In some cases, PPP project ideas may also emerge from other sources than the standard public investment planning process. These could include:

  • Sector reform processes. Governments undertaking reform of an under-performing infrastructure sector may consider PPPs among a range of options for introducing private participation to improve service delivery in that sector, as described in What PPP is Not: Other Types of Private Involvement. The ADB's PPP Handbook chapter on sector diagnostic analysis (ADB 2008, Chapter 3) describes how potential PPPs may emerge in this context.

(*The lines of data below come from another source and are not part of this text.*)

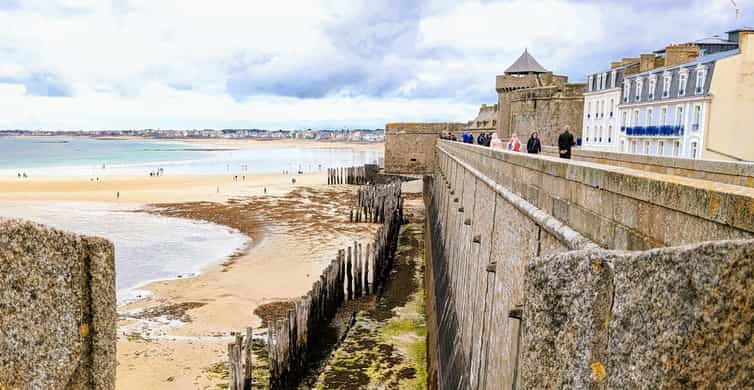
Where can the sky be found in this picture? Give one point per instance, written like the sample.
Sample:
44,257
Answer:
134,64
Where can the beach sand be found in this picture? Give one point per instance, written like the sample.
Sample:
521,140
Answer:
295,237
176,338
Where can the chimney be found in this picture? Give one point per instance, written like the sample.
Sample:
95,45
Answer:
646,62
680,54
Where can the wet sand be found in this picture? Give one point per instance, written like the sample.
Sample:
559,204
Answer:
295,236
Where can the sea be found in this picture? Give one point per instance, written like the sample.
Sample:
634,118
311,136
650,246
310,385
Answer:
150,247
79,156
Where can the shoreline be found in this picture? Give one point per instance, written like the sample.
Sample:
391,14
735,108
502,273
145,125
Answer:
186,328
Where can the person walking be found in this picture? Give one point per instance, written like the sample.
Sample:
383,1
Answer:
566,143
495,142
514,144
533,145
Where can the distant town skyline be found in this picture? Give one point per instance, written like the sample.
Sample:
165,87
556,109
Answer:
129,64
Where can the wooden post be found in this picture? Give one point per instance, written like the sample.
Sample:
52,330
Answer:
349,276
248,366
366,269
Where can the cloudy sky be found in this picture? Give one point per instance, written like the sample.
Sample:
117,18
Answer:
122,64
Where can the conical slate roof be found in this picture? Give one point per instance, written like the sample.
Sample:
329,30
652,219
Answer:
525,64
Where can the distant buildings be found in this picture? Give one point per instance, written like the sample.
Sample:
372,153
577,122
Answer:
360,135
692,100
531,98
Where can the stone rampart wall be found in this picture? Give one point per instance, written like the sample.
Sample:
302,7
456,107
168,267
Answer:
501,222
737,173
410,147
57,309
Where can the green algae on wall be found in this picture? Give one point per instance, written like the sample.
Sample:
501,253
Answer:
386,348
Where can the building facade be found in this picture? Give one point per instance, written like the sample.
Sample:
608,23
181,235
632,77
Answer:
673,103
531,98
601,100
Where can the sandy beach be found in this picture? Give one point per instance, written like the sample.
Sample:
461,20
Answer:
177,337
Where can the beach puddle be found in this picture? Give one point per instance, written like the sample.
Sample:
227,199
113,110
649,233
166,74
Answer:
148,247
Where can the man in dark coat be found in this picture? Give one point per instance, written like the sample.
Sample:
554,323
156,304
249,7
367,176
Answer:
566,143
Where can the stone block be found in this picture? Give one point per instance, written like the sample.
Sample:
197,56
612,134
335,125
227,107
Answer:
57,309
683,318
567,303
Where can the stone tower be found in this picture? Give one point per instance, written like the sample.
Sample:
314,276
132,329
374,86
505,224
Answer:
531,98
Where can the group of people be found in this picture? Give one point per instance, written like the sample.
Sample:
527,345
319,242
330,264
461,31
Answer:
566,142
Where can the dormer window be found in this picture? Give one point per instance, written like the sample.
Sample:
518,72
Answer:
666,85
701,75
683,77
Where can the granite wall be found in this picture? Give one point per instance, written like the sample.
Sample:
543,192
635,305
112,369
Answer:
515,237
57,309
737,173
410,147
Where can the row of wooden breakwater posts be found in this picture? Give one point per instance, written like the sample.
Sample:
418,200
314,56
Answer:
346,278
347,175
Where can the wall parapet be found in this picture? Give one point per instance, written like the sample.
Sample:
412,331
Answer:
524,296
736,173
57,309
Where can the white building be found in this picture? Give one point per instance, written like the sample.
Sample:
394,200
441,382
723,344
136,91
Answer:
665,101
600,128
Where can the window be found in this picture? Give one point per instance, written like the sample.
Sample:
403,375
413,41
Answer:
664,116
666,85
697,117
682,78
612,107
701,75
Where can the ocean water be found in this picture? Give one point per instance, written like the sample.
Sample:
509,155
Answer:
75,156
147,247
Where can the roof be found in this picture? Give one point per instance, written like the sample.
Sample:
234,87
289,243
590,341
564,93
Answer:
715,40
701,60
525,64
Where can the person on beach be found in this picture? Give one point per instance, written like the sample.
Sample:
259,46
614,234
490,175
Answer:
533,145
495,142
514,144
566,143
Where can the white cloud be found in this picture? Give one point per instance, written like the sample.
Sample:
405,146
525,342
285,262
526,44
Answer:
289,63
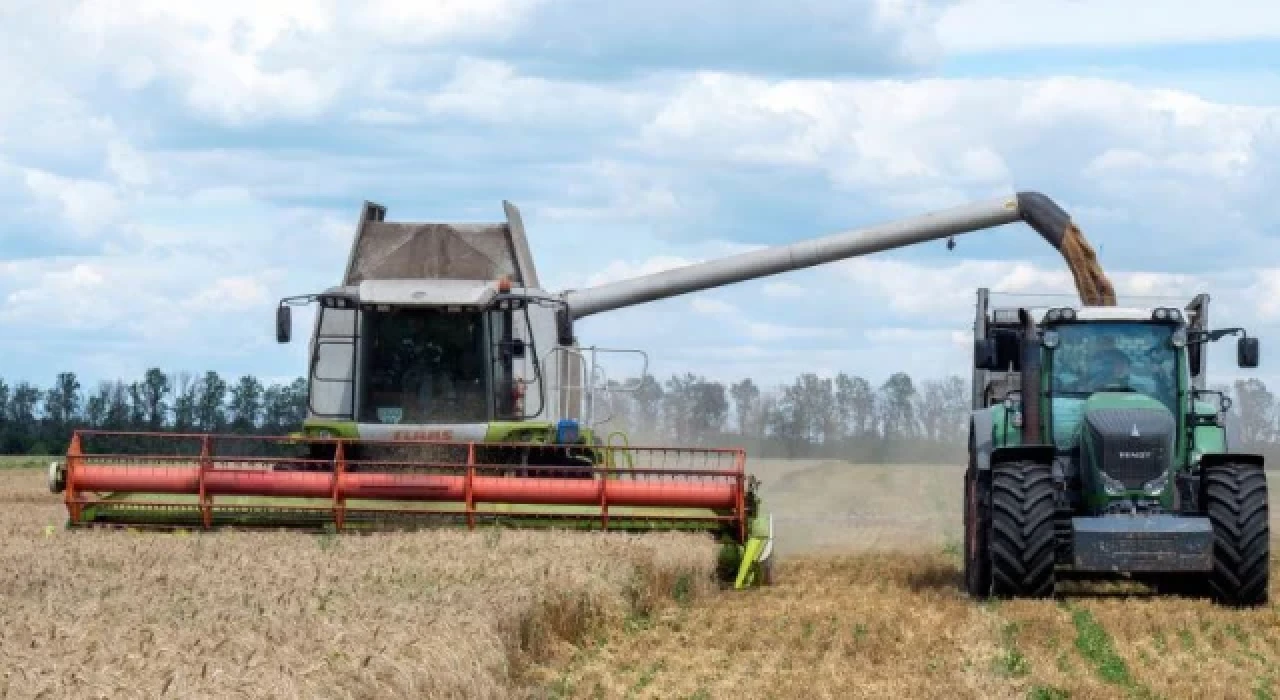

  • Unsolicited proposals from businesses. Most governments provide a legal framework to encourage businesses and other non-government entities to originate PPP project ideas that may be considered by government—as described in Dealing with Unsolicited Proposals. This approach can be a way to harness on the ideas of the private sector on how to solve infrastructure challenges.

However, wherever a PPP is developed outside the typical public investment planning process, this raises the risk that such ideas may not be well-integrated with broader sector and infrastructure plans and priorities. Such project ideas must imperatively be subject to the same analysis and screening as any proposed public investment and PPP.